When I arrived at Cowboy Monkey this past Friday, Take Care were already in the midst of an impressive set. While it’s not always fun playing warm-up band, the group sounded energized and were instrumentally on fire. Their song-to-song segues were noticeably improved and they played quite a bit of new, mostly instrumental material that leaned away from their minimalistic side into full-on soaring post-rock mode. However, the band that I was really excited to see was the second act on the bill, Montreal shoegazers No Joy.
Without a word to the crowd, No Joy launched into a terrifically noisy blast of gloom, brutally loud feedback and — when they peeked through the wall of noise — surprisingly beautiful and poppy vocals. Throughout the course of their seven-song, 35 minute set, I was struck by the fact that they never said a word to the crowd between songs (indeed, most of the breaks were filled by deliberately-created feedback. By the time they ended their set with the eponymous track “No Joy” (and accompanying extended noise outro), the assault of that feedback was becoming comforting, and my only complaint was that they didn’t get a chance to perform an encore. Lest this appear to be a strictly doom-and-gloom affair, I discovered at the merch table that the band was uniformly young and personable (and slightly awkward), and I will admit that their hand-written plea for a place to stay (“Price…..???“) was also pretty endearing. They still some the all-too rare sense of opportunism about them.
Village’s spirited performance was a welcome shot in the arm after No Joy’s sonic assault. Their upbeat stage-presence catchy hooks jolted the crowd into dancing, where they remained for the rest of Village’s set and for Psychic Twin’s performance.

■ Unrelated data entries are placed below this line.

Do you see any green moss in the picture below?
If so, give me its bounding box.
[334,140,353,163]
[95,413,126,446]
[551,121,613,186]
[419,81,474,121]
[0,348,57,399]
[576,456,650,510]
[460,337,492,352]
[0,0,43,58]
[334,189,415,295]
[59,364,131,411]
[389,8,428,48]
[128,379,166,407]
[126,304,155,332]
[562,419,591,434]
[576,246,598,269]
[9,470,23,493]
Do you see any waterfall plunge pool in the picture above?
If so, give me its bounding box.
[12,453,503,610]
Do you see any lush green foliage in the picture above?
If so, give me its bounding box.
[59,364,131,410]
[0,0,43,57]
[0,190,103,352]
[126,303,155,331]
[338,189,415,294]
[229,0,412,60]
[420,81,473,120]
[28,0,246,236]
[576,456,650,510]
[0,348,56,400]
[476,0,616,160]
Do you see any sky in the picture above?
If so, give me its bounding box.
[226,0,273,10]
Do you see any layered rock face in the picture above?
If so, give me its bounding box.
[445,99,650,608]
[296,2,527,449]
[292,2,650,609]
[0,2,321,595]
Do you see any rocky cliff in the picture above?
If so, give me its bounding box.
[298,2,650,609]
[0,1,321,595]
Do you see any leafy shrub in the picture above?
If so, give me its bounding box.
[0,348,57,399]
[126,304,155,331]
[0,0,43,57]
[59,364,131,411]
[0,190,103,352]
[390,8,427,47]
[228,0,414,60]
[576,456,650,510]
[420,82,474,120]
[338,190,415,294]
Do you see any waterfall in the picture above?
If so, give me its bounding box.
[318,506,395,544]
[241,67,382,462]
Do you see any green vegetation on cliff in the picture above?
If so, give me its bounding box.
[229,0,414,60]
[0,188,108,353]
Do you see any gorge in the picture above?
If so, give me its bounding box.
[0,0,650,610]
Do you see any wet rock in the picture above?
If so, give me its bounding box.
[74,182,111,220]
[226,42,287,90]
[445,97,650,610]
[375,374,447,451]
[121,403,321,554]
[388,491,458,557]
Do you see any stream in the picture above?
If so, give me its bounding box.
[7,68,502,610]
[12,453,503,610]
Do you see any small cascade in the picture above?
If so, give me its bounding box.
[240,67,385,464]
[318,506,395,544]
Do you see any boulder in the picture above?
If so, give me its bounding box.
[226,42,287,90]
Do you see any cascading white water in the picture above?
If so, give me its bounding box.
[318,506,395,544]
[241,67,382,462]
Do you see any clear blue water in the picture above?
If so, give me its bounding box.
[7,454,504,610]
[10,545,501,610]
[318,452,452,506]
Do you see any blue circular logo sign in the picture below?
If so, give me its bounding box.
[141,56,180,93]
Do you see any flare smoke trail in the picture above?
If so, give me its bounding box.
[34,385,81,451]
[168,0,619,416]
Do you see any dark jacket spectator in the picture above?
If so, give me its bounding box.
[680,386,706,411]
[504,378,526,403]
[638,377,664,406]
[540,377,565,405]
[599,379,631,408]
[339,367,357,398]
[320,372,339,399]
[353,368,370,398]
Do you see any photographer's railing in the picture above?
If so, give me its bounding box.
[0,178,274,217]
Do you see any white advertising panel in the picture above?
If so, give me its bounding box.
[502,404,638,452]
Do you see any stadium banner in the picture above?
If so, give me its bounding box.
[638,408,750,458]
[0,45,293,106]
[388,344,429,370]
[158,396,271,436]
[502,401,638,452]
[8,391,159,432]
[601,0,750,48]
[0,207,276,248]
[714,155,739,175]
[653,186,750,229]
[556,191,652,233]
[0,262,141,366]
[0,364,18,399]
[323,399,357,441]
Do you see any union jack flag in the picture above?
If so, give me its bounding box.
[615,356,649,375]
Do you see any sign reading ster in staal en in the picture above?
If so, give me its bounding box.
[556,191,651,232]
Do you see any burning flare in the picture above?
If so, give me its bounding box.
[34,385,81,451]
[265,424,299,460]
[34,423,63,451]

It was obvious that the majority of the crowd was there to see the new project perform it’s first show in Champaign proper. Aided by brother Adam on a variety of drum machines and synths and fellow Headlights Brett Sanderson and Tristan Wraight on guitars, extra percussion and effects and vocals, Erin Fein put on a confident, commanding and surprisingly dancy performance. While still definitely rooted in Headlights’ indie pop sound, the addition of some prominent, almost-hip hop beats had me thinking mostly of the Sunny Day in Glasgow show back in March. By the time the band closed with a lengthy tune featuring a soaring, sequencer-heavy section, the crowd had transformed into what had to be the most people I’ve ever seen dancing at an indie rock show. So much for the Champaign no-step, I suppose.